The new book covers various aspects of this “chemical linkage” between aquatic and terrestrial ecosystems. As the editors state in their introduction, the book explores “how the study of spatial subsidies can serve as a construct for bridging the fields of ecology and ecotoxicology with the goal of increasing understanding and improving decision-making regarding the ecological effects of contaminants in linked aquatic-terrestrial ecosystems”.

The story: what is this book about?

The book starts off in explaining how ecological subsidies drive exposure using the example of mercury or through outlining pathways of contaminant transport such as biologically- or flood-mediated pathways, as also studied in the Landau graduate teaching program SystemLink.

Schematic figure (developed from Soininen et al., 2015) illustrating how aquatic ecosystems act as source of contaminants for recipient terrestrial ecosystems functioning as sinks. Dotted lines indicate the fluxes from water to land (orange = biotic coupling via emergence; pink = abiotic coupling via floods), solid lines within ecosystem fluxes. The dashed arrows indicate exchanges with groundwater.

The book continues to explain how exposure drives ecological subsidies through the consideration of associations between aquatic insects and terrestrial spiders, the cross-ecosystem linkage for trace metals, or the role of insect metamorphosis in contaminant fate. Another section deals with resource subsidies and how they are affected by global change. A section on management applications and tools provides ample information on methods to study insect-mediated contaminant transport. Particularly microcosm and mesocosm studies are introduced in order to provide the reader with hands-on information for experimental work or management. A synthesis section opens the view on ecological networks and other frameworks for predicting the dark side of ecological subsidies.

This book is a must-read for those involved in research on aquatic-terrestrial linkages and how they may be affected by contaminants or to which extent contaminants are part of the transported matter.

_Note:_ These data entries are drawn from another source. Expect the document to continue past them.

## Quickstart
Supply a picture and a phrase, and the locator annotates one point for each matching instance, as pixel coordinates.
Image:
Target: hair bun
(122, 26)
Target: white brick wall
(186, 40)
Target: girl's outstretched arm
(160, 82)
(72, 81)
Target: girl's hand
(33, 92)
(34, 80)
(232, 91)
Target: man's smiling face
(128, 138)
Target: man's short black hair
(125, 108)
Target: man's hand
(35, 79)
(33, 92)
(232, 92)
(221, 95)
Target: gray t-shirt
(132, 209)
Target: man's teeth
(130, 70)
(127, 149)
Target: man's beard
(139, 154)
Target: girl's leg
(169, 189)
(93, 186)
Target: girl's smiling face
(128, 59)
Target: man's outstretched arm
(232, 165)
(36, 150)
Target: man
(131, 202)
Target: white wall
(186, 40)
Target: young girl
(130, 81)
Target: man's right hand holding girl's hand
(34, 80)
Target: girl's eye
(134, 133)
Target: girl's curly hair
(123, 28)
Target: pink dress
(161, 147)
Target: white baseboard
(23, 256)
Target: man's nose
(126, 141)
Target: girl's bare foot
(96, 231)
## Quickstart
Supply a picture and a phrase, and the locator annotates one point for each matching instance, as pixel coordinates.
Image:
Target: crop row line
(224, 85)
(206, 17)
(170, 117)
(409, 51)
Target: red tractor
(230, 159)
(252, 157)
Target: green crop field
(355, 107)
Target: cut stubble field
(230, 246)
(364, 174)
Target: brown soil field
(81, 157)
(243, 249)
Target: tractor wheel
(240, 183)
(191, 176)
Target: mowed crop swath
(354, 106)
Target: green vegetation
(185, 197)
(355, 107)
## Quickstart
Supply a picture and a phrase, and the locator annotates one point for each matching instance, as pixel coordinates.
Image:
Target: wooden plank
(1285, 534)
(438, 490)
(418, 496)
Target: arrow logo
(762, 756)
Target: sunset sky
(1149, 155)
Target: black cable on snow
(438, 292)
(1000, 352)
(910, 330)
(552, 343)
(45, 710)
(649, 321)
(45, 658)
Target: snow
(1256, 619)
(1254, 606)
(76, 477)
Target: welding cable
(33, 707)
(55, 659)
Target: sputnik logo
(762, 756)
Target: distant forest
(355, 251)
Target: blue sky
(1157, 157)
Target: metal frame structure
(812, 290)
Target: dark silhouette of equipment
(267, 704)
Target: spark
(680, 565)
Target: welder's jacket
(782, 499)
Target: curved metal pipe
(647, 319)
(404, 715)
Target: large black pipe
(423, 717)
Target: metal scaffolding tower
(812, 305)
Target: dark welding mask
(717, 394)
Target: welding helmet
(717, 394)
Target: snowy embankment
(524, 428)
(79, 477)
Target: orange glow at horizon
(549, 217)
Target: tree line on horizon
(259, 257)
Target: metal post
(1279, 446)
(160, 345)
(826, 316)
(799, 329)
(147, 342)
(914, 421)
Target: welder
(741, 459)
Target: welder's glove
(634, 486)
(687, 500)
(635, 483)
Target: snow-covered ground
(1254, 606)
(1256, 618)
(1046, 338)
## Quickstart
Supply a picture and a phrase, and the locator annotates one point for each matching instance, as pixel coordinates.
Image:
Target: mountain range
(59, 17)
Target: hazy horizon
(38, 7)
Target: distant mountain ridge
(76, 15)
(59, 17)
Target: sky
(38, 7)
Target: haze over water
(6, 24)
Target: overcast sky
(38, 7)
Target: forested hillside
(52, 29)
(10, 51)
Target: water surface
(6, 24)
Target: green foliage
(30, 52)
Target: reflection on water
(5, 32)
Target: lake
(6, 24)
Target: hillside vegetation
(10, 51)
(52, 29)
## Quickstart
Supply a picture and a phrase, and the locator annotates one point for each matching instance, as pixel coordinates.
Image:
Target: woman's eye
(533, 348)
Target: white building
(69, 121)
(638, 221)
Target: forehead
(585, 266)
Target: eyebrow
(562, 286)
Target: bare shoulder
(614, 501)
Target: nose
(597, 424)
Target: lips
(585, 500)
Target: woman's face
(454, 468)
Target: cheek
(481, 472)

Although an impressive amount of research has accumulated in this rapidly rising research area, the book pinpoints many basic questions still in need to be addressed in order to tackle the issue of contaminants crossing ecosystem borders, which themselves may suddenly represent new stress factors. This leaves lots of room for researchers from the Landau graduate teaching program SystemLink, some of whom contributed to the book, to study aquatic-terrestrial ecosystem connections.

Book details

Kraus, J. M.; Walters, D. M.; Mills, M. A., Eds. (2020) Contaminants and Ecological Subsidies: The Land-Water Interface, Springer Nature Switzerland AG; 383 pages.

A link to the book can be found here.

Contributions from authors at the iES Landau and SystemLink

Bundschuh, M.; Zubrod, J. P.; Wieczorek, M.; Schulz, R. (2020) Studying effects of contaminants on aquatic-terrestrial subsidies: Experimental designs using outdoor and indoor mesocosms and microcosms. In Contaminants and Ecological Subsidies: The Land-Water Interface, Kraus, J. M.; Walters, D. M.; Mills, M. A., Eds. Springer Nature Switzerland AG; pp 279-296.

Schulz , R.; Bundschuh, M. (2020) Pathways of Contaminant Transport Across the Aquatic-Terrestrial Interface: Implications for Terrestrial Consumers, Ecosystems and Management. In Contaminants and Ecological Subsidies: The Land-Water Interface, Kraus, J. M.; Walters, D. M.; Mills, M. A., Eds. Springer Nature Switzerland AG; pp 35-57.